Com os números apresentados nesta terça, a comunidade científica prevê que quase 100% da população deverá ser vacinada com a Coronavac para que se consiga a chamada imunidade de rebanho. O desafio, agora, será fazer uma comunicação de massa eficaz para driblar os grupos antivacina. “Esses discursos afetam muito. A gente percebe quando escuta do velhinho que, em tese, é uma pessoa que não tem paixão política, que não é uma pessoa engajada em rede social, mas ele está dizendo que não vai tomar vacina da China”, explicou Carlos Lula, presidente o presidente do Conselho Nacional de Secretários de Saúde (Conass), em entrevista ao EL PAÍS. “Isso é preocupante demais. Quando chega a este nível de debate é porque já foi pro imaginário social. Nosso trabalho na vacinação é desconstruir o imaginário social de que o que vem da China é ruim.”

Histórico de críticas a Doria

A estratégia do Governo estadual já vinha sendo criticada mesmo antes da semana passada por causa de uma série de recuos na divulgação dos dados. A gestão Doria chegou a anunciar que dados preliminares seriam apresentados no dia 12 de dezembro, mas depois recuou e disse que apresentaria dados consolidados para pedir o registro definitivo —e não mais a autorização para uso emergencial à Anvisa. Nos dias seguintes, porém, voltou atrás e disse que solicitaria as duas autorizações, com o objetivo iniciar a vacinação no dia 25 de janeiro.

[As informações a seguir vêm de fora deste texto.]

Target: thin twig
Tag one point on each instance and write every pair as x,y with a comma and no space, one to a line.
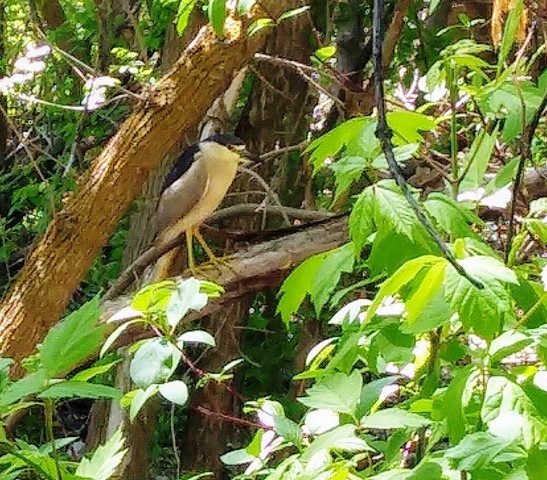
525,154
383,133
267,188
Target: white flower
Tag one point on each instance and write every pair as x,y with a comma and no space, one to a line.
37,51
320,421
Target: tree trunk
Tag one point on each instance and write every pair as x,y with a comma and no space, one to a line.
61,258
270,120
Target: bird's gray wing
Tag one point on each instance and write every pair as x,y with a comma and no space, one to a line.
181,196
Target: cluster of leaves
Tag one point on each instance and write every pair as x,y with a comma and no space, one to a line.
74,341
422,378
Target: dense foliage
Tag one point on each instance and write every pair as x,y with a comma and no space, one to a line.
420,374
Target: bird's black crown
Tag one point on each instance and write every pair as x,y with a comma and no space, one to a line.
184,162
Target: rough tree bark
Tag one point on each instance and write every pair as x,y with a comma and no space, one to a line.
76,235
275,115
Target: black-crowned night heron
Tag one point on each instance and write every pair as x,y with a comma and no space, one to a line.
193,189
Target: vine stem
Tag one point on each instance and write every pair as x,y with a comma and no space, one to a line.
383,133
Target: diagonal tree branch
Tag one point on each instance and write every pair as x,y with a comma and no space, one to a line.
77,234
383,133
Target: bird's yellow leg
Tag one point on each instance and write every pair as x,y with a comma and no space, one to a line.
191,262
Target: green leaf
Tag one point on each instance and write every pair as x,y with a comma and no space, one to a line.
92,372
186,297
72,388
453,402
478,158
536,466
140,397
361,224
105,460
475,451
452,217
337,392
217,16
197,336
154,362
293,13
401,277
155,296
175,391
510,31
347,170
258,25
407,125
28,385
340,438
288,429
510,414
506,344
480,310
326,52
111,340
244,6
330,144
186,7
394,418
73,340
536,227
296,286
423,293
392,210
328,275
504,176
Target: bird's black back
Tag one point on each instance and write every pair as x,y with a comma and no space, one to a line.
184,162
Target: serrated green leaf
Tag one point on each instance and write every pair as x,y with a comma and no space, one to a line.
72,388
330,144
28,385
478,158
508,343
186,7
510,415
328,275
217,16
296,286
392,210
73,340
244,6
536,227
407,126
423,293
510,31
390,418
105,460
347,170
258,25
361,224
401,277
452,217
481,310
453,403
340,438
116,334
92,372
337,392
475,451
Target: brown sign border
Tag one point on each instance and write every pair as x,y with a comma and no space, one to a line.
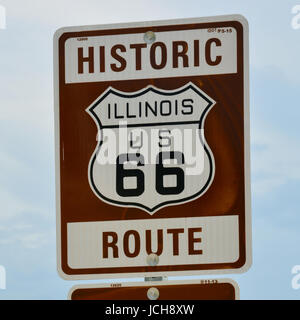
200,284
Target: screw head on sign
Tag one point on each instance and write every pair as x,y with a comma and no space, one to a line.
152,293
149,37
152,259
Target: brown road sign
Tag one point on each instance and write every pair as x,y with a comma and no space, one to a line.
221,289
152,148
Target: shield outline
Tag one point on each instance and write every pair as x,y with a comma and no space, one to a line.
111,90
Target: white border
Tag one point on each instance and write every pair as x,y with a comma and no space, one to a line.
154,284
248,227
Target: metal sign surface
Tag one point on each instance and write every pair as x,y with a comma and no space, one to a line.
152,148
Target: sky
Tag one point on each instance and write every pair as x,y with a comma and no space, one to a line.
27,186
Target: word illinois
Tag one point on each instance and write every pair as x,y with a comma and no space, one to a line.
181,55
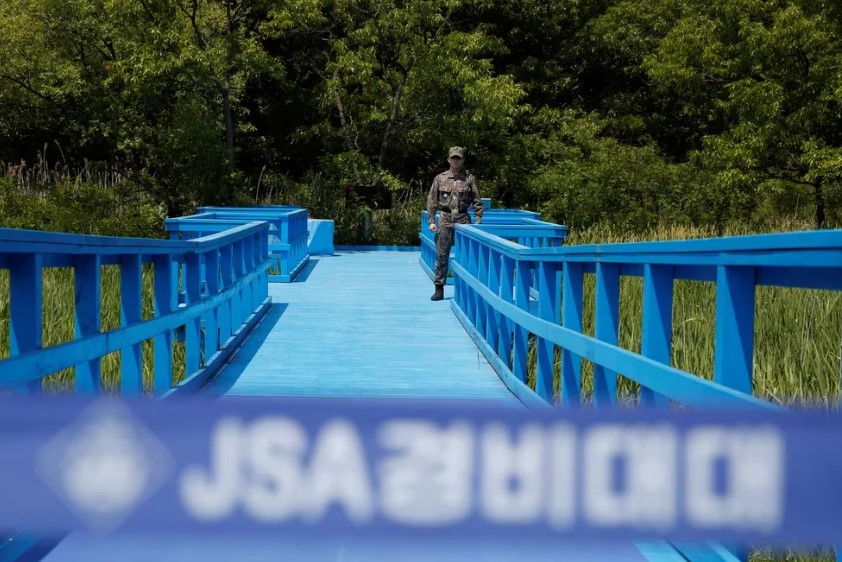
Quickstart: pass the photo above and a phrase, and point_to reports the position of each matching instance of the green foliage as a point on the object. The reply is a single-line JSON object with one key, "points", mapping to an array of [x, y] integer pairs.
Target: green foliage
{"points": [[82, 208], [613, 112]]}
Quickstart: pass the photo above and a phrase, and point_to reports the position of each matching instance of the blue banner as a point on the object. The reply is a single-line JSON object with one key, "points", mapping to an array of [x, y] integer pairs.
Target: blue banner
{"points": [[412, 469]]}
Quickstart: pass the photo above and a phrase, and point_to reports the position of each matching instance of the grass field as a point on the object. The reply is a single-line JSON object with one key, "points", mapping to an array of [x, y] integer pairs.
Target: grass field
{"points": [[797, 334]]}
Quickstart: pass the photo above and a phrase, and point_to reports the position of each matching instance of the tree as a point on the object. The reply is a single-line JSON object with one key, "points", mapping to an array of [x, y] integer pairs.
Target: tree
{"points": [[772, 71]]}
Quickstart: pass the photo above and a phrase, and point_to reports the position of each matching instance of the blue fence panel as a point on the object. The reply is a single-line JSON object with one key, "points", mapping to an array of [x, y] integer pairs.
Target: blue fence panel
{"points": [[27, 253], [215, 333], [287, 234], [511, 297], [523, 227]]}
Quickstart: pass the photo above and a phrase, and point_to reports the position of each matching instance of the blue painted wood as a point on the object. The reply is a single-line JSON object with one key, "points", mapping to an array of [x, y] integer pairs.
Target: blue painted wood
{"points": [[679, 385], [131, 380], [286, 237], [492, 329], [27, 363], [362, 325], [548, 309], [165, 300], [734, 339], [606, 328], [507, 286], [657, 324], [193, 359], [523, 281], [211, 319], [25, 306], [32, 366], [88, 314], [571, 364]]}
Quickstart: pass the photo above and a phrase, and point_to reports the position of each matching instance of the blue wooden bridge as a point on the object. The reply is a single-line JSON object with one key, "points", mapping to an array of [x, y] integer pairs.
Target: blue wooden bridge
{"points": [[258, 302]]}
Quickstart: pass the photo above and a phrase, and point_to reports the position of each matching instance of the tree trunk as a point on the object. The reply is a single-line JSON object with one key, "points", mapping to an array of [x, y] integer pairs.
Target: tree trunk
{"points": [[387, 136], [229, 119], [334, 87], [820, 208]]}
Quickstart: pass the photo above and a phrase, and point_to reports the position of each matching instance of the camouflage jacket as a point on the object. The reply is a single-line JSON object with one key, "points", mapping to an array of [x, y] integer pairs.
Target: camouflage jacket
{"points": [[453, 194]]}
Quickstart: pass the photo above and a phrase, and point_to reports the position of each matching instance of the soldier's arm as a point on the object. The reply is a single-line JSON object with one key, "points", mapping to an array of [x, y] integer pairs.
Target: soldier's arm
{"points": [[432, 199], [478, 206]]}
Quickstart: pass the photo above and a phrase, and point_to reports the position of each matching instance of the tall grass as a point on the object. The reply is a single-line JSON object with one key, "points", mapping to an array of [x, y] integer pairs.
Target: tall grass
{"points": [[797, 334], [58, 318]]}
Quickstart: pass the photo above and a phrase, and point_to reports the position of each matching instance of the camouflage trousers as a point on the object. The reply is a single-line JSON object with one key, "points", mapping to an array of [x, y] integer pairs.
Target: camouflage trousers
{"points": [[444, 242]]}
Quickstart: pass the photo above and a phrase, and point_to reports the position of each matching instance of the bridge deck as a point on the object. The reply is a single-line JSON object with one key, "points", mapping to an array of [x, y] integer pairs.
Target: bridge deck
{"points": [[359, 324], [362, 325]]}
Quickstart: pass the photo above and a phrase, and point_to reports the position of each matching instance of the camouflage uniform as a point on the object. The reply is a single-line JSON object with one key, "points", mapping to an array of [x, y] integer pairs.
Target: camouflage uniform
{"points": [[451, 194]]}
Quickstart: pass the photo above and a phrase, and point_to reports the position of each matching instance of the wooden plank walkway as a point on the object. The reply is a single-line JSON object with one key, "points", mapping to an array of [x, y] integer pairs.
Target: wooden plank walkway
{"points": [[359, 324]]}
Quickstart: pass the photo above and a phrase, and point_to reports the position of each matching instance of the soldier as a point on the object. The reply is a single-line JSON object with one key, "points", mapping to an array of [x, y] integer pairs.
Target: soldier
{"points": [[452, 193]]}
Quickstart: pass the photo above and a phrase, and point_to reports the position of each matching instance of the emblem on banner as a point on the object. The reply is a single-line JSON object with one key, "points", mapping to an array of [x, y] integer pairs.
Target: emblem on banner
{"points": [[104, 465]]}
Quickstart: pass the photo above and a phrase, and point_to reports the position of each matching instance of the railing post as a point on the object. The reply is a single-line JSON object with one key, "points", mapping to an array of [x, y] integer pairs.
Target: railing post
{"points": [[504, 349], [571, 364], [26, 291], [657, 323], [458, 257], [734, 341], [240, 300], [131, 362], [166, 301], [481, 318], [548, 309], [211, 318], [492, 331], [88, 379], [470, 266], [227, 312], [523, 282], [607, 322], [193, 327]]}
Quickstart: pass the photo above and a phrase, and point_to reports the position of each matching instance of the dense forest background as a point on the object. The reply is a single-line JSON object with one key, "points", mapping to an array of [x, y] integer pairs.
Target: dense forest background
{"points": [[625, 114]]}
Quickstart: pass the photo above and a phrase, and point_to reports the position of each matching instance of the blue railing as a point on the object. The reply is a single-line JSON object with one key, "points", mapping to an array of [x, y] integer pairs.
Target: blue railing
{"points": [[217, 311], [287, 233], [496, 279], [516, 299], [522, 227]]}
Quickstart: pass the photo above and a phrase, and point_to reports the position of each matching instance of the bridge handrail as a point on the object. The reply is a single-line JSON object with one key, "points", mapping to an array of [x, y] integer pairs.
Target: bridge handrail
{"points": [[495, 280], [220, 306], [287, 234]]}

A data para apresentação dos dados foi passada então para o dia 23 de dezembro. Nesse dia, o presidente do Instituto Butantan, Dimas Covas, limitou-se a dizer os testes mostraram que a Coronavac atingira “o limiar da eficácia” pedido tanto pela Anvisa quanto pela OMS, mas mais uma vez adiou a apresentação de dados concretos. Ficou de fora também o governador Doria, que havia viajado para Miami e não participou da entrevista coletiva.

Somente na coletiva de imprensa de 7 de janeiro, última quinta-feira, é que os dados finalmente foram apresentados. Mas ainda assim de forma incompleta, frustrando a expectativa da comunidade científica no Brasil.

Por sua vez, a vacina da Astrazeneca/Oxford possui uma eficácia média de 70%. De acordo com o laboratório, o imunizante atingiu uma eficácia mínima de 62%, mas pode chegar a uma eficácia de 90%. A análise dos dados foi feita de forma combinada, a partir dos testes da fase 3 feitos em diferentes países, o que também gerou críticas da comunidade científica.